As an industry, we tend to treat the people who answer our calls as “less than” the others in our business. Even if you don’t think that applies in your case, I am willing to bet that these are some of the lowest-paid and least-trained members of your team. I am constantly asked how to find better people for these jobs and my answer is always the same. Pay them more.
If you want a truly great technician to leave their current employer and come work for you, an increase in pay and benefits will be a key part of that conversation. So why should your internal staff be any different? If you want the best team answering your phones then be prepared to pay for the privilege. I’m not talking about payroll to the detriment of your bottom line, but rather getting realistic about the caliber of human being you have on the receiving end of all that marketing spend. The BEST people will not settle for average compensation.

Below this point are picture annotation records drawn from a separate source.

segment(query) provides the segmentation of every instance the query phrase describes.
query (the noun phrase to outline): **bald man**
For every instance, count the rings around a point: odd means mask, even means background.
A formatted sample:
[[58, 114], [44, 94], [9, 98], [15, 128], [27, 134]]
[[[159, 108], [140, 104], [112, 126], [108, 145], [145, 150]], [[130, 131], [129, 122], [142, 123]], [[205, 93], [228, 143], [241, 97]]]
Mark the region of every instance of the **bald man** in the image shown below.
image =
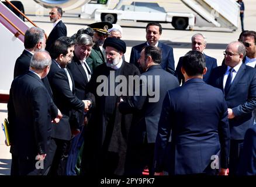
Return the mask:
[[[49, 113], [51, 98], [41, 79], [50, 70], [51, 58], [47, 52], [32, 56], [29, 71], [15, 78], [8, 105], [12, 153], [11, 175], [42, 174], [51, 130]], [[41, 166], [41, 167], [40, 167]]]

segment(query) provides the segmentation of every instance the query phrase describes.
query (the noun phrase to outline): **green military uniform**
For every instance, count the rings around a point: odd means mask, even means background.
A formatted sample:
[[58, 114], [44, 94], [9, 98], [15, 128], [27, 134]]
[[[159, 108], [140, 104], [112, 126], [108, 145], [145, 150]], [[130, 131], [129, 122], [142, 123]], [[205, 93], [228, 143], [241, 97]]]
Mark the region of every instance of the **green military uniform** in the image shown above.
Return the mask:
[[98, 46], [94, 46], [90, 56], [87, 59], [87, 62], [94, 72], [97, 66], [106, 61], [105, 58], [101, 49]]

And if you’re going to pay more, you can demand more as well. We hire these people for their attitude above all else, and we should demand a good one every day. Just as your technicians are expected to bring their knowledge and equipment to work, our internal staff should bring their tools as well. When they show up for the interview they are usually well-dressed and in a great mood. If they aren’t, then don’t hire them. If they are, bring those facts up as a continuing condition of employment.
I’ll give you an example, but first let’s set the stage: I have decided that I will pay the highest wages for answering the phones in my market to make sure I hire only the best people. I will have already conducted the first interview over the phone to make sure that this potential coworker can become the voice of my company. Once they pass that test I will invite them in for a face-to-face interview. At some point during that meeting, I will bring up some version of the following:
“I think you would make a great addition to our team, but I have a couple nonnegotiable conditions we need to discuss first. You arrived today on time, looking professional, and in a good mood. Those three things, above all else, are why I would hire you. Any day you show up any different I will have to consider the possibility of finding someone else. We all have things happening in our personal lives, but you are being hired for your great attitude, so I will accept nothing else. Do you think you can consistently live up to what you have shown me today?”
There are lots of different ways to convey those sentiments, but you get the idea. If we want to have the best team we are going to need to make changes in the form of better pay and better people.